With negotiations between Iran and the U.S. in Switzerland getting off to a rocky start (depending on reports), bond yields pushed higher to open the week. Outside of geopolitics, this week will be dominated by the Personal Incomes and Outlays report, which will contain the PCE Price Index. The Fed’s preferred inflation gauge (PCE) is expected to reach its highest level in three years due largely to a temporary energy-price surge, though falling energy costs in June are likely to ease inflation readings in the next report. The Fed may be perceived as increasingly hawkish, but despite tougher rhetoric and higher rate projections, it has still cut rates by 175-basis points since mid-2024; some would call that a “gap” between policy messaging and actual monetary policy.

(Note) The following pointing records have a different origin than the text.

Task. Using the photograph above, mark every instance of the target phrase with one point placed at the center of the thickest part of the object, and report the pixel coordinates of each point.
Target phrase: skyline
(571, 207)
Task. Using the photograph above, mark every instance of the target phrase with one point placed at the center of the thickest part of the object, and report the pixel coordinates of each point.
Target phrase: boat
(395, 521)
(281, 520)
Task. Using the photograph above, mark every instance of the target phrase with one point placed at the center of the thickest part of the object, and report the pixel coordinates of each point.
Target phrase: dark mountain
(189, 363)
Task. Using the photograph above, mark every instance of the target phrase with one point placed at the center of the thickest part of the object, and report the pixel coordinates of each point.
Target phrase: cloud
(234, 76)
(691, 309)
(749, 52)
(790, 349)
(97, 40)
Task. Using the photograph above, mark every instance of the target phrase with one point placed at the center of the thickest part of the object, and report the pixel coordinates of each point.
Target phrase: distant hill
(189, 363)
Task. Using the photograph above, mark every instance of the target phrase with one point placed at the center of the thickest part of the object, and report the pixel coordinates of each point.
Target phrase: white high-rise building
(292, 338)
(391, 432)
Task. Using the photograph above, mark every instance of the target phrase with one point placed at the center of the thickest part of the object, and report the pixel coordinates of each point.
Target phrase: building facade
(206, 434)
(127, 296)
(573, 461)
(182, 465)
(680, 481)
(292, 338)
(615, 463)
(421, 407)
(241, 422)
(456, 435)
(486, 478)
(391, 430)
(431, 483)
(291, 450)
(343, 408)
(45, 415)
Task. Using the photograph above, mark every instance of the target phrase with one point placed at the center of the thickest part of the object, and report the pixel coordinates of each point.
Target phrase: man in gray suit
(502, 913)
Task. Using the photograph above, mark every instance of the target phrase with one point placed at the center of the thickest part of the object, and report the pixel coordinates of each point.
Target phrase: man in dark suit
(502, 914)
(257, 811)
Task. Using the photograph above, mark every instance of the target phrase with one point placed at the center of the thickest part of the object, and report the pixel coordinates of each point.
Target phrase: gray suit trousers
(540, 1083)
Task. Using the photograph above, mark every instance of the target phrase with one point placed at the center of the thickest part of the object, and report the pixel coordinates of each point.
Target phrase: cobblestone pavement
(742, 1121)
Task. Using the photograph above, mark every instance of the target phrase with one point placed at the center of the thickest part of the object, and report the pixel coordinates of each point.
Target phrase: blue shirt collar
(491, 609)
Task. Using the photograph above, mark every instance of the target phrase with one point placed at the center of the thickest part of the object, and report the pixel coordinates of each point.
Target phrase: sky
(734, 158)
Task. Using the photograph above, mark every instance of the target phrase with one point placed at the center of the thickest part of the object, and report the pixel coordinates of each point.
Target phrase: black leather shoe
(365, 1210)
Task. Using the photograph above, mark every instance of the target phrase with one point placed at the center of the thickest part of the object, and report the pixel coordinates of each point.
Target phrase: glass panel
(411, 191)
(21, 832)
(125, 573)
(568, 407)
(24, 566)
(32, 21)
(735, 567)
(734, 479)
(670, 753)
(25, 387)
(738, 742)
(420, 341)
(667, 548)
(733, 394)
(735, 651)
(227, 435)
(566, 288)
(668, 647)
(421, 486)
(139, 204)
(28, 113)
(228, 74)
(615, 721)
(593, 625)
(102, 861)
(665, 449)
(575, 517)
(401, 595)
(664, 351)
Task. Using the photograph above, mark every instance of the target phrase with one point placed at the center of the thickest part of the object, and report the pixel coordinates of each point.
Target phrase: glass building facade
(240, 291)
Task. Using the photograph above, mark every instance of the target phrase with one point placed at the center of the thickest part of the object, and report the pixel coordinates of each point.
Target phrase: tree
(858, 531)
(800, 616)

Agency MBS posted modestly negative performance last week, with losses driven almost entirely by the market's reaction to the Fed's dot plot and perceived hawkish commentary from Chair Warsh, while spread movement remained largely unchanged, reflecting "wait-and-see" investor sentiment. Investors favored mid-stack coupons as higher-duration securities lagged, and despite MBS appearing attractive relative to investment-grade corporates, market participants remain wary of geopolitical and rate-related risks.

For scheduled economic news in the U.S., there is little that will move rates: Richmond Manufacturing, some kind of Purchasing Manager’s Indices… The only potentially market-moving news today are some short-term U.S. Treasury auctions. Recent Treasury auctions have shown softening demand, with the 5- and 7-year notes tailing in each of the last five auctions; higher yields, particularly on the 2-year note, may help attract buyers despite less overall enthusiasm. We begin the day with Agency MBS prices little changed from Monday’s close, the 2-year yielding 4.20, and the 10-year yielding 4.49 after closing yesterday at 4.51 percent.